The solution is simply to drop the entire notion of namespaces embedded in local unique identifiers. Since this would require updating a lot of data in a lot of places, the interim solution is to programmatically normalize identifiers and CURIEs in the meantime to remove instances of this redundancy.
Registry
A registry is a special kind of semantic space that enumerates other semantic spaces and assigns them local identifiers. Due to the connection with prefix maps and CURIEs, the local identifiers in registries are also colloquially called prefixes.
A registry also collects additional metadata about each semantic space, including its name, its canonical prefix, its stylized prefix, additional prefix synonyms, its homepage, an example local identifier, a regular expression pattern for local identifiers, and one or more URI format strings from both first-party and third-party sources. However, there are a wide variety of metadata standards across various biomedical and semantic web registries, and not all fields are included.
Like with semantic spaces, a high-quality registry should have an associated first-party provider that comprises a website for exploring its entries and their associated metadata.
Metaregistry
A metaregistry is a special kind of registry that assigns local identifiers to a collection of registries; it could even contain an entry about itself. It collects additional metadata about each registry, such as a description of its metadata standards and capabilities. Most importantly, a metaregistry contains mappings between equivalent entries in its constituent registries. Before the publication of this article, to the best of our knowledge, there were no dedicated metaregistries. Some registries such as FAIRSharing and the MIRIAM/Identifiers.org registry contain limited numbers of entries referring to other registries (e.g., BioPortal), but they neither delineate these records as representing registries, provide additional metadata, nor provide mappings.

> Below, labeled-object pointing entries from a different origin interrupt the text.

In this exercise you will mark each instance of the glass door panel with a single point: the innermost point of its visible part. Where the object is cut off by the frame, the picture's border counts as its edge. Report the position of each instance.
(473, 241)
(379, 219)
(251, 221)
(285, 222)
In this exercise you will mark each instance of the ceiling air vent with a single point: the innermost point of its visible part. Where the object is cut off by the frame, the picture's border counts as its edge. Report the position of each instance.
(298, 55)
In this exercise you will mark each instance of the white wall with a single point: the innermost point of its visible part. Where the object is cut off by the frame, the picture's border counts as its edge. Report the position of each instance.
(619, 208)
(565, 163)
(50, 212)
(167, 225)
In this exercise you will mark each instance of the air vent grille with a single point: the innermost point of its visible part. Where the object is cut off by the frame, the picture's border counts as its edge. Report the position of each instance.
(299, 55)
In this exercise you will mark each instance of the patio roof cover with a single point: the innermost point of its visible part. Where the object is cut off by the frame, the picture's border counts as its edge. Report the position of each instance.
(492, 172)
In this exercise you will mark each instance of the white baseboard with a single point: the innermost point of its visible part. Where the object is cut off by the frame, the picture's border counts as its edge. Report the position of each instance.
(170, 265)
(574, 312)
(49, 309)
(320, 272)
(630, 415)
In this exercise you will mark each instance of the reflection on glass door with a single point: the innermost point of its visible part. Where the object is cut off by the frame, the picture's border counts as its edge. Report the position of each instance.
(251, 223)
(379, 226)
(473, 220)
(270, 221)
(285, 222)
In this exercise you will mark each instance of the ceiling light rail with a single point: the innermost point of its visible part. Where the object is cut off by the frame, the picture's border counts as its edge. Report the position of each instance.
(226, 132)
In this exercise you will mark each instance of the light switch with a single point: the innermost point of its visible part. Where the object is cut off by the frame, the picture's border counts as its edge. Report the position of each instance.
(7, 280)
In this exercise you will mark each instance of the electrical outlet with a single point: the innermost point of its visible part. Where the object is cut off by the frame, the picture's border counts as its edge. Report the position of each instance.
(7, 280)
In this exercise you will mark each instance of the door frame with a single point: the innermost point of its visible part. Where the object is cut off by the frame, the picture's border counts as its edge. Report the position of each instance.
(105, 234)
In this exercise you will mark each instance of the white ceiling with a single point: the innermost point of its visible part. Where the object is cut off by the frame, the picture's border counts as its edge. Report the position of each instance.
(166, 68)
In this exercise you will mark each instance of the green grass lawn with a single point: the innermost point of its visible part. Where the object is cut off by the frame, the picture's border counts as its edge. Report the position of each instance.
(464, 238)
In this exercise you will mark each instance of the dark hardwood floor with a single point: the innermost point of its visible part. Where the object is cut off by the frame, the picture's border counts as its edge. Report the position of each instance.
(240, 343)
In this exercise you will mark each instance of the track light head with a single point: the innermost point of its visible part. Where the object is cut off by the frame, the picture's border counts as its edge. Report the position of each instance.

The only metaregistry in the biomedical domain is the Bioregistry.
Resolver
A resolver uses a registry to generate a URI for a given CURIE based on the registry’s default provider for the semantic space with the given prefix, then redirects the requester to the constructed URI. Resolvers are different from providers in that they are general for many semantic spaces and do not host content themselves. Two well-known resolvers are Identifiers.org and Name-To-Thing.
Lookup Service A lookup service is like a provider but generalized to provide for many semantic spaces. They typically have a URI format string into which a compact identifier can be placed like OntoBee, but many require more complicated programmatic logic to construct. Some well-known lookup services are the OLS, AberOWL, OntoBee, and BioPortal.